The actual process for the analysis started by looking at our dataset and figuring out what to use it for. The nature of the data being about weather we wanted to try to predict the daily average temperature based on other attributes such as the amount of UV radiation, rainfall and taking into consideration the time of the year.
With our goal set out in our minds we started preparing the data for our multiple linear regression model. By preparing the data we made sure that the dataset did not contain any bad values and our end result wouldn't be affected by them. Our method of cleaning up the data from these bad values meant dropping them from the dataset. Luckily there weren't many of such values.

With our cleaned up data we were ready to make training and testing datasets. Before making the datasets we had to decide what variables to use in our model. For our purposes these variables were rainfall, uv radiation and max temperature.
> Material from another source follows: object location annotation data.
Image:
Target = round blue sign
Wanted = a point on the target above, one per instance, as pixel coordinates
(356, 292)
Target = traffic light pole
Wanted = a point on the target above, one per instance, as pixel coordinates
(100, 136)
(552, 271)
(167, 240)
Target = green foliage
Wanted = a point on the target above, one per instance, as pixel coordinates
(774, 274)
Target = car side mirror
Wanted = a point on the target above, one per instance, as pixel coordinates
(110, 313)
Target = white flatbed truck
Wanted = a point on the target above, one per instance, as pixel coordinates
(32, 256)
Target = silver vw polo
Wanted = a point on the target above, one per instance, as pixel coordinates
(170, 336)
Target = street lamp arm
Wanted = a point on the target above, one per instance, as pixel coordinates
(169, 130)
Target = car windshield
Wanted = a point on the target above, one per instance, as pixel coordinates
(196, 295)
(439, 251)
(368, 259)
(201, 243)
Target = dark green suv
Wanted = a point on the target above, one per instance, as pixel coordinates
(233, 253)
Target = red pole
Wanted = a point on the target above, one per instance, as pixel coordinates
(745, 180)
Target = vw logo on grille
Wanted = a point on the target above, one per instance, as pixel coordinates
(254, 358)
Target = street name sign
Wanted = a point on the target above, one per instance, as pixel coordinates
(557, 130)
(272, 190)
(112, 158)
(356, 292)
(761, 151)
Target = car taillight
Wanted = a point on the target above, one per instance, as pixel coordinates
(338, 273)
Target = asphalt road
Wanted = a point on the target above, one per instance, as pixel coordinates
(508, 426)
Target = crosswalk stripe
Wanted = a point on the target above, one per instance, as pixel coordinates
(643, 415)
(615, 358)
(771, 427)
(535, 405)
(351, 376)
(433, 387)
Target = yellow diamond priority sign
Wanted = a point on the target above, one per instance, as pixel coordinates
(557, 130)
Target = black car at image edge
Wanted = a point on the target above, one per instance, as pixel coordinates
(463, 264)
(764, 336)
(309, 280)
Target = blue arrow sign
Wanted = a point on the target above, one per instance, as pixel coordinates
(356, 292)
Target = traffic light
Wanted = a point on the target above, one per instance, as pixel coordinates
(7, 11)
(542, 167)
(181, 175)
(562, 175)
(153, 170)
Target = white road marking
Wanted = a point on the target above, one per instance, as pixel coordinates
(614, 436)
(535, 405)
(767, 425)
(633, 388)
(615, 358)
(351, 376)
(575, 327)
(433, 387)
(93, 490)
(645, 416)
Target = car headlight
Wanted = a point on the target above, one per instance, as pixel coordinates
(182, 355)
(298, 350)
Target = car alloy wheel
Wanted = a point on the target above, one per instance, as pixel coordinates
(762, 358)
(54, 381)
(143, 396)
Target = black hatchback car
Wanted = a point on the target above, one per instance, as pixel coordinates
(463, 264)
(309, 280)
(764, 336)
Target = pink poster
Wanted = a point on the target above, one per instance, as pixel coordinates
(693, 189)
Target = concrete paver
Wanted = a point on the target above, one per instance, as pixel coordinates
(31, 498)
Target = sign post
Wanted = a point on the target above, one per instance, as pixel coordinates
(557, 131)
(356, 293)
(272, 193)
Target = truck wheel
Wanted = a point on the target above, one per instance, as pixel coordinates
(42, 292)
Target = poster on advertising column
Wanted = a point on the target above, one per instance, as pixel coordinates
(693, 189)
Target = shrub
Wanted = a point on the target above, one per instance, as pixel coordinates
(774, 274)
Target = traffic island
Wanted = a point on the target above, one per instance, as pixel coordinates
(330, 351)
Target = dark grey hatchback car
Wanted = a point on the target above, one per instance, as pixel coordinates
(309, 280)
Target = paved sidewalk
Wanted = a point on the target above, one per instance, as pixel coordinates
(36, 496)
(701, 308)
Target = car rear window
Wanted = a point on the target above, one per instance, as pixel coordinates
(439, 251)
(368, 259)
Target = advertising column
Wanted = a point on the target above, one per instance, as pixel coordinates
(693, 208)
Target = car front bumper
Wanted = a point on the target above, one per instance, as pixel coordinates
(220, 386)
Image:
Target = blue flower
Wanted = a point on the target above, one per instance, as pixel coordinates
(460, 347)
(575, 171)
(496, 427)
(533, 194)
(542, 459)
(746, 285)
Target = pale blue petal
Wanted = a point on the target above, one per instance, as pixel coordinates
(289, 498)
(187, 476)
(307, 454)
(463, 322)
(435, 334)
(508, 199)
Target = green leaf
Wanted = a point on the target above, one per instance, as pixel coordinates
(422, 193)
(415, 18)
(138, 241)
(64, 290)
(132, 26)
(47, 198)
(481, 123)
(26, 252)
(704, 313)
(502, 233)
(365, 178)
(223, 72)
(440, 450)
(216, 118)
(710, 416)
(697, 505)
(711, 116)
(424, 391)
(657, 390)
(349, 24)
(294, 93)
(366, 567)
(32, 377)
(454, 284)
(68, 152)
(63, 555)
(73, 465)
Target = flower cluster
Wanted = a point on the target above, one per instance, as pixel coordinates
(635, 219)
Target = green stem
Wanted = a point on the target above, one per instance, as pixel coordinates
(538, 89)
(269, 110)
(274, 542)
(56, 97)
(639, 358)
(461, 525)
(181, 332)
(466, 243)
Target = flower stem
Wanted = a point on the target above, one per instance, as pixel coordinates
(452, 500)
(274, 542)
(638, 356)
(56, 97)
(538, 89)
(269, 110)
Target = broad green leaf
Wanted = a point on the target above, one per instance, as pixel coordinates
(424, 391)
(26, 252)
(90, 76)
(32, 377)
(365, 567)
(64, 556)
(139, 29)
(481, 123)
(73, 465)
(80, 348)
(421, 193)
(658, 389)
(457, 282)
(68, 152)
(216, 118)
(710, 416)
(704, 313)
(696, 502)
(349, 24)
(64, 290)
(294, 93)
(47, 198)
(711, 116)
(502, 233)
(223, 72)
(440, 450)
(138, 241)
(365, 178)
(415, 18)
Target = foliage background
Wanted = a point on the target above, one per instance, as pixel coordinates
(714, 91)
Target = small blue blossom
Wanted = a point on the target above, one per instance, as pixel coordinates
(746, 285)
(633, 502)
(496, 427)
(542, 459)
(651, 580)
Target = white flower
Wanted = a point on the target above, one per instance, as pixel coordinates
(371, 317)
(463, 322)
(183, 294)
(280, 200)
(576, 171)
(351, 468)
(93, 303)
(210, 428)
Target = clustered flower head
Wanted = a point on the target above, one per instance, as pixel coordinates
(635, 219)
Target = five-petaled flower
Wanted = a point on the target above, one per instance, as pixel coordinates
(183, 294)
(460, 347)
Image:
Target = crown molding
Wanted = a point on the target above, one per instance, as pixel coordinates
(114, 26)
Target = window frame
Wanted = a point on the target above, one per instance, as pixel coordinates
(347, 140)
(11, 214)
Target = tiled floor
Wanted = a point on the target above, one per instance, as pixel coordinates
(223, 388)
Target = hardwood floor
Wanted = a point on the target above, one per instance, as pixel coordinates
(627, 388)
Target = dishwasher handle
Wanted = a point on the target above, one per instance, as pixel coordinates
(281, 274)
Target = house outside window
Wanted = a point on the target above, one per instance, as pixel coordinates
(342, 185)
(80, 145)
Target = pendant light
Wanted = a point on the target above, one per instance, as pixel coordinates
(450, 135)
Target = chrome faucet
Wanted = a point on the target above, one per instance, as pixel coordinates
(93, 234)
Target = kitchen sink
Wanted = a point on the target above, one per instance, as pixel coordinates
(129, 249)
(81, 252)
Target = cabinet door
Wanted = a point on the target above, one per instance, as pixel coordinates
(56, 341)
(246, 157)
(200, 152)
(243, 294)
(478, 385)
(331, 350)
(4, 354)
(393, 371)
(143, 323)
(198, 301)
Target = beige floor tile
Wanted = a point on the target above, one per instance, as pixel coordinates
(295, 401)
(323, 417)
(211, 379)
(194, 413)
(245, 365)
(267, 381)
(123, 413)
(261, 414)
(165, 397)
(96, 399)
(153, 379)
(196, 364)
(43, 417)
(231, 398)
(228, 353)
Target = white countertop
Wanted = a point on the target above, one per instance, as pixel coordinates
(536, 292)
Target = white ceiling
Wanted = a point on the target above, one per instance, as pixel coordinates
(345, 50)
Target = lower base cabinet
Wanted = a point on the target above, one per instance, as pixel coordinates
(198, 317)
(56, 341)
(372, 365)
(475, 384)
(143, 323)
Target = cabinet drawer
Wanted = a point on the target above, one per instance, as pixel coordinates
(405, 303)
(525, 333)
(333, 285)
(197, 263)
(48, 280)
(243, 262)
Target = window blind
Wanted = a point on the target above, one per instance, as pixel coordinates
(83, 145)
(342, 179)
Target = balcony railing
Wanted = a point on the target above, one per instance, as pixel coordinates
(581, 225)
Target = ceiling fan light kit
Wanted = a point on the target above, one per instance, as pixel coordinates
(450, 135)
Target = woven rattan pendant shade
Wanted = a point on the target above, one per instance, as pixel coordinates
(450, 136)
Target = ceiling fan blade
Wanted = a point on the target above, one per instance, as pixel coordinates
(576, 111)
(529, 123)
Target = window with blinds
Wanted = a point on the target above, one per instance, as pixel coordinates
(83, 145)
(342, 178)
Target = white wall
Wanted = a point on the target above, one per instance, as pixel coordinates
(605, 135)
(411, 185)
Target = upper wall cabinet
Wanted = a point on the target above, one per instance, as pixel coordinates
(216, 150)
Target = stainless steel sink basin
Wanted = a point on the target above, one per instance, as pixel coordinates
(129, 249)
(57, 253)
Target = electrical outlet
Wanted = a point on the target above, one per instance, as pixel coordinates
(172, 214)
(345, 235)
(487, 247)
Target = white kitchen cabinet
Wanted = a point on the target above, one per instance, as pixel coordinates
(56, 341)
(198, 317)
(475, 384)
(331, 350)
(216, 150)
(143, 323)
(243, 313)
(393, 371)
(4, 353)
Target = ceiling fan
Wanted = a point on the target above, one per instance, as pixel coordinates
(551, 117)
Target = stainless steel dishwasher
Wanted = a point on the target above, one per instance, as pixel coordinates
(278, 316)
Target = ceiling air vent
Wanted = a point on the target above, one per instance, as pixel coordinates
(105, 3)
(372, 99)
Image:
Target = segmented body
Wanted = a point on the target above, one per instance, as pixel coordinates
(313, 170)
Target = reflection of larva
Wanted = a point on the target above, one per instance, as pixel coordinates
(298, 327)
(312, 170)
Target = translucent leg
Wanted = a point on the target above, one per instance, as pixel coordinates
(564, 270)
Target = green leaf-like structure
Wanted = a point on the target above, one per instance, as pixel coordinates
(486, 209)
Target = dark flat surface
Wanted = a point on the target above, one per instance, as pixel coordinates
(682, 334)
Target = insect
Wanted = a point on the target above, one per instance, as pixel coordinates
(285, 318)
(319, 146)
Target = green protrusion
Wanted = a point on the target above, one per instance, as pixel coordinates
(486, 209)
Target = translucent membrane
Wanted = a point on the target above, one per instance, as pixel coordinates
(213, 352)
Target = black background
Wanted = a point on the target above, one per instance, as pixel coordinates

We used these variables to predict daily average temperature. Our datasets were split into 80% training data and 20% testing data. The training data was used for creating our multiple linear regression model and training it. As for the testing data it was used for testing the model.

Once we had our datasets ready. The training datasets were fitted into a regression model. The model training method took the variables that know as their own dataset and the variable we want to predict as a seperate dataset. The model training function, in a nutshell, found us the best available line from the mess of datapoints and from that line we can make our predictions. With this method we got ourselves some coeffients that tells us how the variables affect the value we are trying to predict, in this case the daily average temperature. Now with our very own model we tried to predict some values with the testing dataset. We made our predictions and compared them to the testing dataset. By comparing them against each other we were able to determine how good our predictions were.